JBLAS is just a java implementation of traditional BLAS. JAMA is also a LAPACK-like library implemented with Java. These two libraries are acutally not targetting at Android. But since Android programming usually involves Java, we can make them work on Android. However, we cannot expect the performance out of these implementations. My argument is that performance is a key factor, since you are invoking the libraries instead of writing it yourself, and high performance will usually boost low energy cost in mobile platforms with Android OS.
While the above linear algebra libraries usually target at CPU (e.g. x86 architecture, OS: Linux/Windows/MacOS), experts are now making progress to also provide full stack supports on mobile platforms (e.g.
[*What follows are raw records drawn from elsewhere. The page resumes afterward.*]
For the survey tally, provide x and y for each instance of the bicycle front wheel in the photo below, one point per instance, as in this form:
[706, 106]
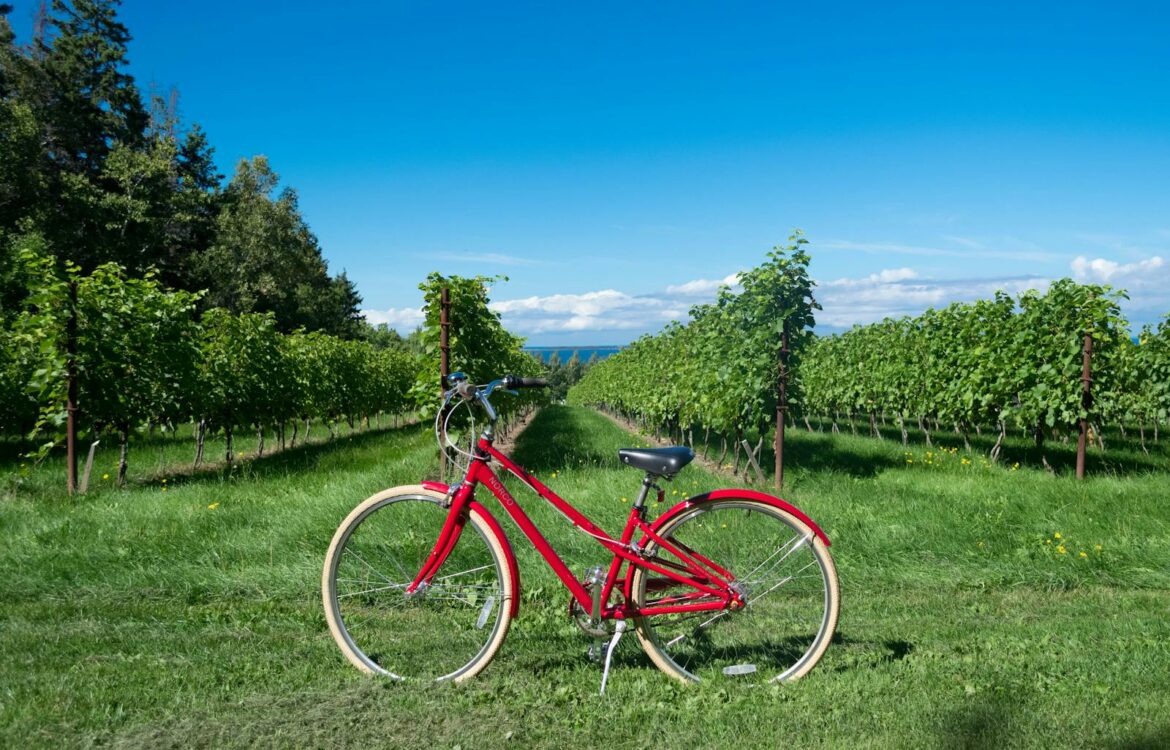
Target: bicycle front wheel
[451, 630]
[785, 575]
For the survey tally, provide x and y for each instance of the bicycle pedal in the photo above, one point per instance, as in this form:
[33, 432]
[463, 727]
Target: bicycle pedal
[619, 628]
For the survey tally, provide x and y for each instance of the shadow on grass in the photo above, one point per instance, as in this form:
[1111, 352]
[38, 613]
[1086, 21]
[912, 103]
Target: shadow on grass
[559, 437]
[1157, 738]
[988, 721]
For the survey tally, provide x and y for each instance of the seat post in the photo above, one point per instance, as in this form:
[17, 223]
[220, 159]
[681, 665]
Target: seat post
[647, 483]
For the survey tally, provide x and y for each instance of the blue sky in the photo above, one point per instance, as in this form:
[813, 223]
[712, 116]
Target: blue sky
[617, 160]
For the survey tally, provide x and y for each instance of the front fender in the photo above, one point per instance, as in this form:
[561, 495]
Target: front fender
[744, 494]
[499, 530]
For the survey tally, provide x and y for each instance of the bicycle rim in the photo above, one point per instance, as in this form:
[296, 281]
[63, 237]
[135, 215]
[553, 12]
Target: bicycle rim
[786, 577]
[451, 630]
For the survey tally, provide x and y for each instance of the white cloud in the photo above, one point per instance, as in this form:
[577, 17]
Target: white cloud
[1005, 249]
[885, 276]
[603, 310]
[847, 301]
[897, 291]
[1112, 272]
[703, 287]
[401, 320]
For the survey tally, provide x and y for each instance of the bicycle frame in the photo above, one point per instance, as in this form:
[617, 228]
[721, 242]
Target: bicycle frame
[706, 578]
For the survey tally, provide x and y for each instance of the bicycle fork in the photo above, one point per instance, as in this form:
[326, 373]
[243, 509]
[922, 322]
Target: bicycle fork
[452, 529]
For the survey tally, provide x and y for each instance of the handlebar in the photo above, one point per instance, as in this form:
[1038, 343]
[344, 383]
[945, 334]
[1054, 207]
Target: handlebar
[467, 391]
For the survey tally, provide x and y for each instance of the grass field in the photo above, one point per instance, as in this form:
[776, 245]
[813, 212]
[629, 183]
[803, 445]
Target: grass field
[192, 617]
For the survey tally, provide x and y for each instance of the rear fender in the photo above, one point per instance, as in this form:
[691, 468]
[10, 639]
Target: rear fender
[499, 530]
[740, 494]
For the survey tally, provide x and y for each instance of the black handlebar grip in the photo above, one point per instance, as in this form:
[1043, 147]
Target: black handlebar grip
[513, 382]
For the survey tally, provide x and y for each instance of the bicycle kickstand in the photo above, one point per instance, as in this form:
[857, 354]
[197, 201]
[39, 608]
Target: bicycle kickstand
[618, 630]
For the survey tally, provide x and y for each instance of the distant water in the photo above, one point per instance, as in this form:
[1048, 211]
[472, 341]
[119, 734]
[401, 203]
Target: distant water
[566, 352]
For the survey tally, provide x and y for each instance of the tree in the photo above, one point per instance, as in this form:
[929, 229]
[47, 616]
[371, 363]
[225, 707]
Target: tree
[266, 260]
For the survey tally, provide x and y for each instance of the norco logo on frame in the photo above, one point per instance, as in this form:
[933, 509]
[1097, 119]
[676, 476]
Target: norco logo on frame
[501, 493]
ARM, OS: Android).
I just notice that Qualcomm just released its own BLAS-like library Snapdragon Math Library, which can run on Qualcomm customized ARM architecture. With the top level LAPACK linking to it, these linear algebra operations (SVD, QR, LU, least-squares, inverse, etc) can be implemented on Android with high performance.
Most recently, with the rapid development in deep learning, a number of neural network packages like NNPACK become popular. Under the hood they are linear algebra library with low-level high-performance implementations of primitives for different layers in neural networks.